Even when the Lions have been bad, their defence has still been good. It has been particularly good on the last two Saturdays when they have fielded what will be close to their test team.
They have got that bit of their game right. The Lions have shown incredible linespeed.
They have held their shape. They have made strong one-on-one tackles and their defence has been used as a weapon - a means to shut down and pressure opponents.
They conceded no tries against the Crusaders and just one against the Maori and that has made defence coach Andy Farrell a moderately content man. But most definitely not a complacent man as he, like everyone else, understands that the challenge of shutting down the All Blacks is considerably harder.
The statistics from last year's Rugby Championship provide a sobering reminder of that. The All Blacks averaged five tries per game and almost 43 points.
It was a ludicrously successful campaign in terms of their attack and in just one outing this year they have managed to score 78 points.
Those came last week against Samoa, who struggled for cohesion and quality and made life a little easy at times for the All Blacks.
Still, despite the defensive weaknesses of Samoa, the All Blacks had moments that were created purely on the back of their ability to play the ball out of contact on multiple occasions.

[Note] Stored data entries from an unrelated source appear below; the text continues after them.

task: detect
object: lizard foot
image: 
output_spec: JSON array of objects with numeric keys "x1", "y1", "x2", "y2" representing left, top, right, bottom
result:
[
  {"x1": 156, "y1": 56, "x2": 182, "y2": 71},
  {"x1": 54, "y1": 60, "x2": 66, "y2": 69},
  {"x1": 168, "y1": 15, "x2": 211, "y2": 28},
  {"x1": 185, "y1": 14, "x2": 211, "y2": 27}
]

It's the continuity element that makes them so dangerous and differentiates the All Blacks from all other international teams. They strike off turnover ball and look for mismatches in the defensive line where a back can attack a forward in the hope that will create enough space to play the ball out of contact.

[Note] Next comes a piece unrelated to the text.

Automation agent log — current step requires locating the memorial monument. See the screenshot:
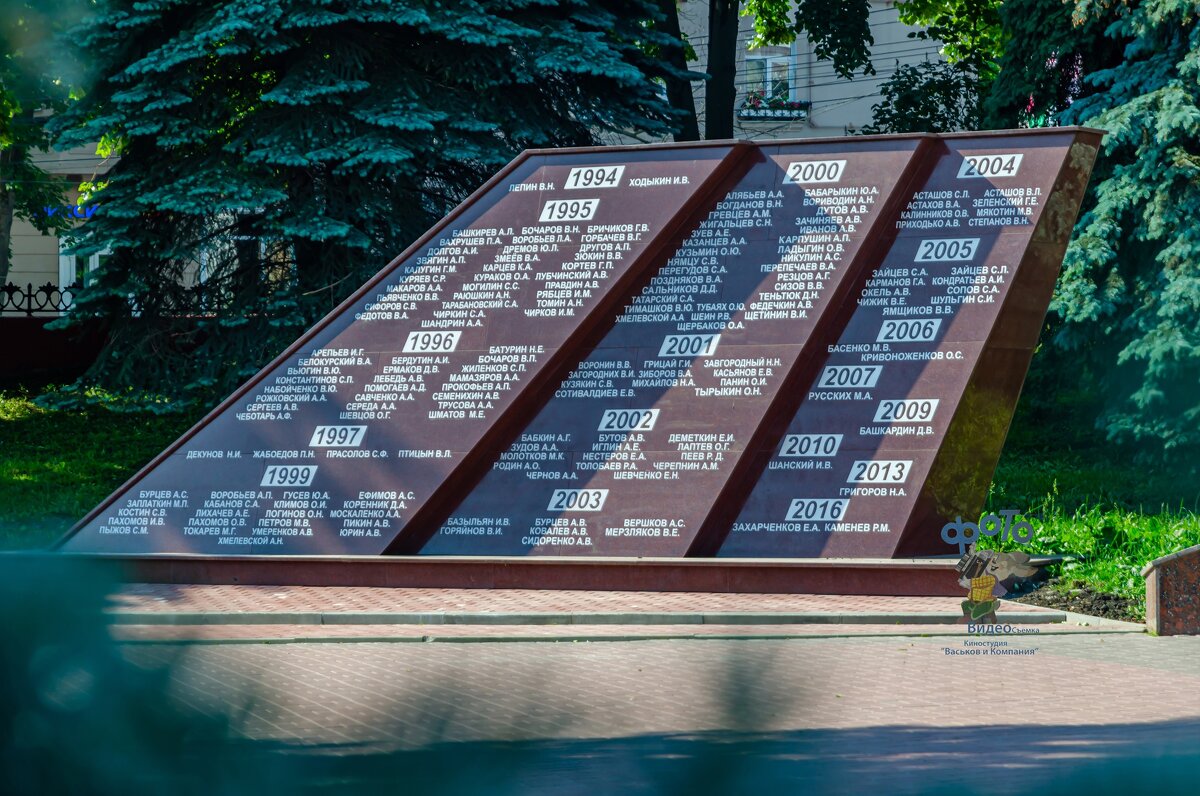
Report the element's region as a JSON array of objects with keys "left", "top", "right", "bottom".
[{"left": 58, "top": 130, "right": 1100, "bottom": 564}]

This much Farrell knows and he can't or simply won't hide from the fact that if the Lions are to be successful at Eden Park on Saturday, they have to find a way to shut down the All Blacks' offloading.
Let them play and they are close to being unstoppable. "Obviously it is the unstructured stuff that they are fantastic at," said Farrell. "The offloads and turnover ball are part of that and you see Sonny Bill coming off both feet into space and offloading the ball.

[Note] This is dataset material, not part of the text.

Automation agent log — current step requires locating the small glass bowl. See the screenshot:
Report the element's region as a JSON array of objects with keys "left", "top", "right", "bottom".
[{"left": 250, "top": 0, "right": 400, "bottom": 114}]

"We talk a lot about our tackle entry and how effective we can be individually but sometimes it is the two man hit - it is the job of the assistant tackler to make sure he is spot on as well. We have been working on that."
It won't just be a case of trying to make two-man tackles against the All Blacks. Getting all parts of the game right will matter from slowing down the speed of the All Blacks' recycle, to kicking well to generating that incredible linespeed that the Lions have made a feature of this tour.
That last part is critical and Farrell is hoping his side will receive a fair deal from the match officials after, in his view, being penalised a few times in Dunedin for offside offences he feels his team didn't commit.
"I have been looking for the offside and I am still looking," he said. "It is up to us to show a good picture. The offside line ends when the nine picks the ball up and I think there have been times when the nine has picked the ball up and we have been on the b of the bang so to speak.
"But sometimes we have got to make sure we show a clear picture and not give penalties away."